Without reliable, affordable power supply, companies will not send workers underground, operate smelters, or switch on production lines. It's as simple as that.

It is time to acknowledge that all of SA’s problems — state capture, the destruction of institutions like the South African Revenue Service (Sars) and the National Prosecuting Authority (NPA), the failure of municipalities, corrupt politicians, land reform — pale in comparison to the huge and systemic risk Eskom in its current position poses to the country.

The focus has been largely on Eskom’s debt position and its risks to the fiscus, but that is really minor in comparison to the damage the utility has been doing to the mining and manufacturing sectors, which should be the job-creating engines of our economy.

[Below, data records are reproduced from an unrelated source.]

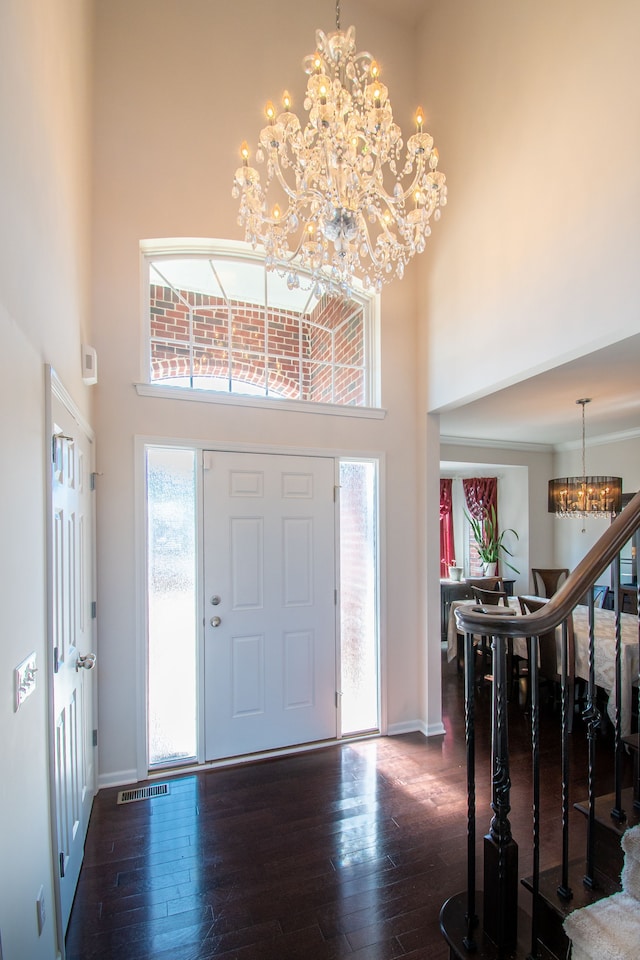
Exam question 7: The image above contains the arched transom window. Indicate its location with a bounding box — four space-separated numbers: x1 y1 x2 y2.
143 245 379 406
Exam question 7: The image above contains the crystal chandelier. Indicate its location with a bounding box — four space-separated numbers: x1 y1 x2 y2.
233 0 447 296
548 397 622 518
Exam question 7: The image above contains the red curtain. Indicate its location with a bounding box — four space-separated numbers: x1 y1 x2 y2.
462 477 498 568
462 477 498 520
440 479 456 578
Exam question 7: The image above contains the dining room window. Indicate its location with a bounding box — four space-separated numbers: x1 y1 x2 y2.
143 244 379 407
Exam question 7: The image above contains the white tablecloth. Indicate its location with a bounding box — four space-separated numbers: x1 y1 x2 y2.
447 597 638 737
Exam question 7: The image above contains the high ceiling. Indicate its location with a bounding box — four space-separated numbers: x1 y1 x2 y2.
440 334 640 446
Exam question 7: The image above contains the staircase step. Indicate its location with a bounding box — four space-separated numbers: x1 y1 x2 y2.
521 859 621 960
440 890 568 960
574 787 640 882
622 733 640 809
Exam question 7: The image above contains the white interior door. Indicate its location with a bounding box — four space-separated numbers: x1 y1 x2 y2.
50 380 95 934
204 452 337 760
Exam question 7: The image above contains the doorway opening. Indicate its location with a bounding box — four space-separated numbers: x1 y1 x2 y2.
145 444 380 769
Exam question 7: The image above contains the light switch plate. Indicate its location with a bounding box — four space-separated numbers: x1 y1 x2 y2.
13 651 38 710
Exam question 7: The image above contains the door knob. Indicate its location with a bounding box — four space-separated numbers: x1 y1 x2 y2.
76 653 98 673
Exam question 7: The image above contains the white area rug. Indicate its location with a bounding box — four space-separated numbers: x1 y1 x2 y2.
564 893 640 960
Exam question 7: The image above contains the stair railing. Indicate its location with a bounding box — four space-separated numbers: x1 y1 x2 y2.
440 493 640 960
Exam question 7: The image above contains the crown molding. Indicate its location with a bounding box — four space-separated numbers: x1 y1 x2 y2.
440 436 554 453
553 427 640 452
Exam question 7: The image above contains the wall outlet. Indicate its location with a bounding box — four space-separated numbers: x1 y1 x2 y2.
36 887 47 936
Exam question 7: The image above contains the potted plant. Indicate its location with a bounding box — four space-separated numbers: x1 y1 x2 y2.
465 506 520 576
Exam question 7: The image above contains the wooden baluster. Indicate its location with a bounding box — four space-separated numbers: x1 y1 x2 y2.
633 580 640 810
611 554 626 822
558 620 573 900
483 637 518 958
462 633 478 952
582 590 600 887
527 637 540 960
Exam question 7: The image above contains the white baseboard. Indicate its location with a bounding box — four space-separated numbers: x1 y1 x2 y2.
387 720 447 737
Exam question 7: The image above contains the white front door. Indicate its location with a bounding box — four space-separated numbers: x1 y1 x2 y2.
49 380 95 934
204 452 337 760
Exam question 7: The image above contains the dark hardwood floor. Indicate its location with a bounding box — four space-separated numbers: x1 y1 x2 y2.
67 663 624 960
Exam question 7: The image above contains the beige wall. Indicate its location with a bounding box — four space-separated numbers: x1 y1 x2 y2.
94 0 430 782
0 0 91 960
420 0 640 412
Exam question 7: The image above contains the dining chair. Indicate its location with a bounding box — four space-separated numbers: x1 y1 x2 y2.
471 577 513 679
618 585 638 615
464 577 504 590
531 567 569 599
580 583 609 610
518 596 576 733
471 586 509 607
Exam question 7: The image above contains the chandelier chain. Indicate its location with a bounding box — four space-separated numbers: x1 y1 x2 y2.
232 10 447 297
578 400 589 477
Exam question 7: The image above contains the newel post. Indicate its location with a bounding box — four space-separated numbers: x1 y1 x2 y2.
483 637 518 957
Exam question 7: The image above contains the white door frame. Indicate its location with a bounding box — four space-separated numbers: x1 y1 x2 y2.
134 436 387 780
43 364 97 958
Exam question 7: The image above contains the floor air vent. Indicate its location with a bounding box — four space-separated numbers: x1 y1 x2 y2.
118 783 169 803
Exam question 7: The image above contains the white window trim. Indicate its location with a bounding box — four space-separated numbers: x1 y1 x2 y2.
134 237 386 410
134 383 387 420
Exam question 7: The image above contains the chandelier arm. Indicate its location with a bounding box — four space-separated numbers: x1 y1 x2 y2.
233 18 447 296
273 158 332 219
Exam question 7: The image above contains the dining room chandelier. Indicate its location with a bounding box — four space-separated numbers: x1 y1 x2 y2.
233 0 447 296
548 397 622 518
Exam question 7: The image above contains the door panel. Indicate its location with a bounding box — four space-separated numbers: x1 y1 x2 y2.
50 392 95 932
204 452 337 760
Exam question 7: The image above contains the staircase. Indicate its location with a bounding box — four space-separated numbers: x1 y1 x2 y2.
440 494 640 960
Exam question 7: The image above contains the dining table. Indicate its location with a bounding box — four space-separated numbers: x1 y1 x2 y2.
447 597 640 737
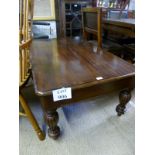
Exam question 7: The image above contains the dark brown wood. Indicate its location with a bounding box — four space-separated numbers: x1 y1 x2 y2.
31 38 134 137
45 109 60 139
116 89 131 116
82 8 102 47
102 18 135 38
19 0 45 140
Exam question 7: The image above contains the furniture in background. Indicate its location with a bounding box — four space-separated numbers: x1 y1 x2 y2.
102 18 135 63
33 0 55 21
31 38 134 139
82 8 102 47
19 0 45 140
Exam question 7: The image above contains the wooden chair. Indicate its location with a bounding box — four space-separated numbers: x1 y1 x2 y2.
82 8 102 47
19 0 45 140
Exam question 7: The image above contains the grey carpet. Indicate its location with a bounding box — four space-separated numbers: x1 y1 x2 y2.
19 87 135 155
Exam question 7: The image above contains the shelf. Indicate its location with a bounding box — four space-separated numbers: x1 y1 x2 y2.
65 1 88 37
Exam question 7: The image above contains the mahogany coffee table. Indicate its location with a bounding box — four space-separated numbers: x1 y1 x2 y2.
31 38 135 139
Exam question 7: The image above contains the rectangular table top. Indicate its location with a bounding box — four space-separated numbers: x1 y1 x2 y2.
31 38 134 96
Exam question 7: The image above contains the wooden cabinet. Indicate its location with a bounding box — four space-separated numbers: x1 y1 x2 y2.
56 0 93 37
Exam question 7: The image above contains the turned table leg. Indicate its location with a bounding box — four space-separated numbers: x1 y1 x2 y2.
45 109 60 139
116 89 131 116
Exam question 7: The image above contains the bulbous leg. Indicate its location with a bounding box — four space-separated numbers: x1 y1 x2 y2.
116 89 131 116
45 109 60 139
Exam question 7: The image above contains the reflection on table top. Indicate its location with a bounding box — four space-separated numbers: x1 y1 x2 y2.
31 38 134 95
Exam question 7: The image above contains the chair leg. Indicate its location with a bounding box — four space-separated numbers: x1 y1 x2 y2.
19 93 45 140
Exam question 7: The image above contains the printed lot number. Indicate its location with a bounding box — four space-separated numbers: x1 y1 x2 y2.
52 87 72 101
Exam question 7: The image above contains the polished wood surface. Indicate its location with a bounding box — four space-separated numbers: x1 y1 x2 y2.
31 38 134 95
102 18 135 38
31 38 134 139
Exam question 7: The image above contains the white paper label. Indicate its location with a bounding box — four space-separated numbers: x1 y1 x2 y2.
52 87 72 101
96 76 103 80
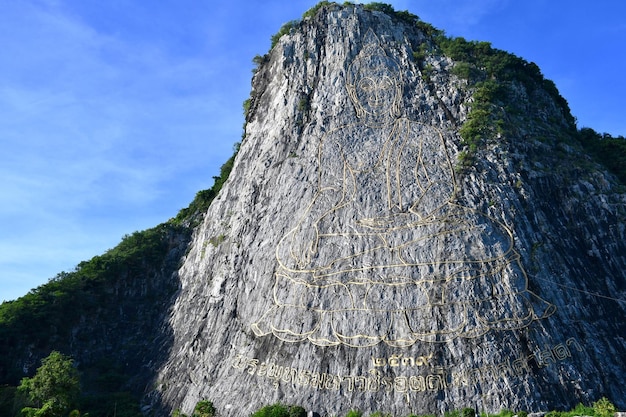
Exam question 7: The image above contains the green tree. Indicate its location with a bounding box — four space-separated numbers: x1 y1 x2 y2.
593 397 617 417
18 351 80 417
191 400 215 417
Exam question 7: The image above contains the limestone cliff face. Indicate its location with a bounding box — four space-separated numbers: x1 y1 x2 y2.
153 5 626 416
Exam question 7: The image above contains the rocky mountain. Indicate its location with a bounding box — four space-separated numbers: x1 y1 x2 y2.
0 2 626 416
149 4 626 416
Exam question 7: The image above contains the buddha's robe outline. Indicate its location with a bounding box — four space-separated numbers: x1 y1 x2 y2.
253 118 553 346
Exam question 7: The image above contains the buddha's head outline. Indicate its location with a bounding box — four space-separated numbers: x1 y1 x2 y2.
346 29 402 118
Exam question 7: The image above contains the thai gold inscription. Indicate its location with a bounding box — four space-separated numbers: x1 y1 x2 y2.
372 353 433 367
231 338 583 394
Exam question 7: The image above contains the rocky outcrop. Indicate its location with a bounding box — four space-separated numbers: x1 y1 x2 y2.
149 5 626 416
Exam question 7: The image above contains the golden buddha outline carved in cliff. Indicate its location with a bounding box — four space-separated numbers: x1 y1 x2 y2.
252 30 555 347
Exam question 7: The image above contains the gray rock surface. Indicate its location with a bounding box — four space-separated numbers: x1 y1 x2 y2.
150 5 626 416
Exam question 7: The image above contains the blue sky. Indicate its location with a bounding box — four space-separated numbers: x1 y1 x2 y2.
0 0 626 301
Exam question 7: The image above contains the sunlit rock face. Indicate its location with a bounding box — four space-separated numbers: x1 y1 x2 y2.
150 5 626 416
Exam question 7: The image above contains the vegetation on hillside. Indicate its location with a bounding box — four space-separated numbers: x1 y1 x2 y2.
0 1 626 417
166 397 617 417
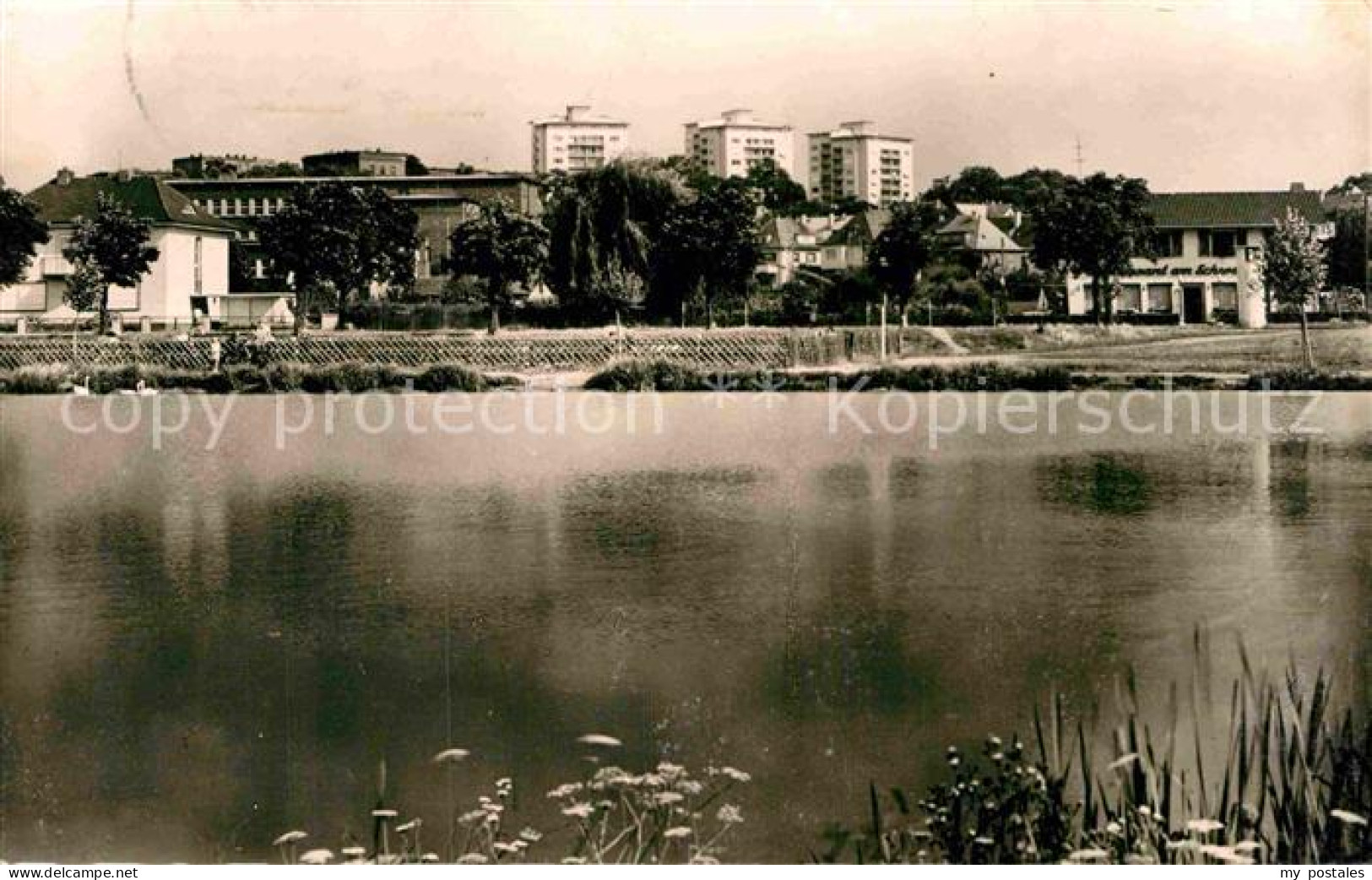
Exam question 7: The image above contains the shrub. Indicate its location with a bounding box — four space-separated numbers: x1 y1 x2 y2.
415 364 485 391
586 361 709 391
819 632 1372 863
0 364 72 394
1246 369 1372 391
301 362 406 394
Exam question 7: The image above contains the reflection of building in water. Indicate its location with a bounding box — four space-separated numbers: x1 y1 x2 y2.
1067 184 1324 327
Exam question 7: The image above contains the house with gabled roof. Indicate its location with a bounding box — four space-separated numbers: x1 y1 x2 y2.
1067 184 1324 327
0 169 235 327
935 204 1028 274
757 209 891 287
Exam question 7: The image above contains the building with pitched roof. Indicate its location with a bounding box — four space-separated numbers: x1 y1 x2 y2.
529 105 628 174
1067 184 1324 327
810 121 915 207
301 149 410 177
935 204 1027 274
685 108 796 178
0 169 235 325
174 173 544 296
757 209 891 287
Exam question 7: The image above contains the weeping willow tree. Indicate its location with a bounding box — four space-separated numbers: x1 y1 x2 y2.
545 160 685 323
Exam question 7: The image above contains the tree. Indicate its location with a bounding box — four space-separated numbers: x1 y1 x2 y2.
867 202 939 325
1029 173 1152 324
744 160 805 217
546 160 686 320
448 200 547 334
653 177 762 327
1261 207 1326 369
0 188 48 287
925 165 1006 207
1330 189 1372 288
258 182 419 335
62 193 158 334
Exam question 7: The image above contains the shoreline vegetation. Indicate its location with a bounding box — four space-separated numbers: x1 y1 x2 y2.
0 361 1372 395
255 630 1372 865
0 324 1372 394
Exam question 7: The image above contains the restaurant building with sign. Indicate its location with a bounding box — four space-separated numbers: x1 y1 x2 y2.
1067 184 1324 327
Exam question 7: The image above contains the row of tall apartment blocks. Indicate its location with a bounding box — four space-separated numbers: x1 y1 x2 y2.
531 105 915 206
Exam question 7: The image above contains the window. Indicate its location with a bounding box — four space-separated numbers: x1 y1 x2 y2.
1154 229 1184 259
1201 229 1236 258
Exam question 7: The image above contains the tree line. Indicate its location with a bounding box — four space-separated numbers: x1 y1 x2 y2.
0 158 1372 332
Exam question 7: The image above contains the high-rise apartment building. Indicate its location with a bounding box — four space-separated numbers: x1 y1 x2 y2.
686 110 794 177
810 121 915 207
529 105 628 174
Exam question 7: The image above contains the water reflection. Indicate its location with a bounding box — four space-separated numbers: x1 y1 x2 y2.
0 398 1372 861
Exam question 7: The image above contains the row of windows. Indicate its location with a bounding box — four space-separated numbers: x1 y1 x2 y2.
191 198 285 217
1154 229 1249 258
1117 281 1239 312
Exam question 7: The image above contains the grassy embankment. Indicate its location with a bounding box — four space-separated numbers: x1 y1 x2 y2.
586 361 1372 393
0 364 520 394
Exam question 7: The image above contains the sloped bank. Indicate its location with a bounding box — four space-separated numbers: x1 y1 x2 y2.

Eskom’s numbers have been well-ventilated. In the 2008 financial year, the utility had an installed nominal capacity of 43,037 MW, employed 35,404 people, and sold 224,366 GWh of electricity. The utility reported a net profit of R974m, and total debt was R106.4bn. Fast-forward to 2018, after tariff hikes of 350%, nominal installed capacity was 45,561MW (+6%), employee numbers ballooned to 48,628 (+37%), and demand totalled 235,486 GWh (+5%). Total liabilities? A whopping R568.78bn (+435%). Its interest bill alone over the next five years will be R215bn — roughly what the government will be spending on basic education services this year.

Given that SA’s economy expanded by roughly 20% over the past decade, the 5% increase in electricity sales demonstrates the extent to which customers are either finding alternative sources, or, in the case of sectors like mining and manufacturing, cutting production.

Looking at these numbers in isolation may be too simplistic, but it really boils down to simple business principles:  there is no way that you can increase your workforce by 37% and debt by 435% while demand for your product is up only 5%, and think you’ll live to tell the tale.

Hiking tariffs won’t save Eskom. The only way forward is cutting costs, topped with a big fat government bailout — in cold hard cash — to get its debt down to manageable levels.

We can try to kick the can down the road some more, but ultimately, jobs will have to be cut, and government will have to pay up. The sooner we take that bitter medicine, the sooner we can get Eskom — and the real economy — back on the road to recovery.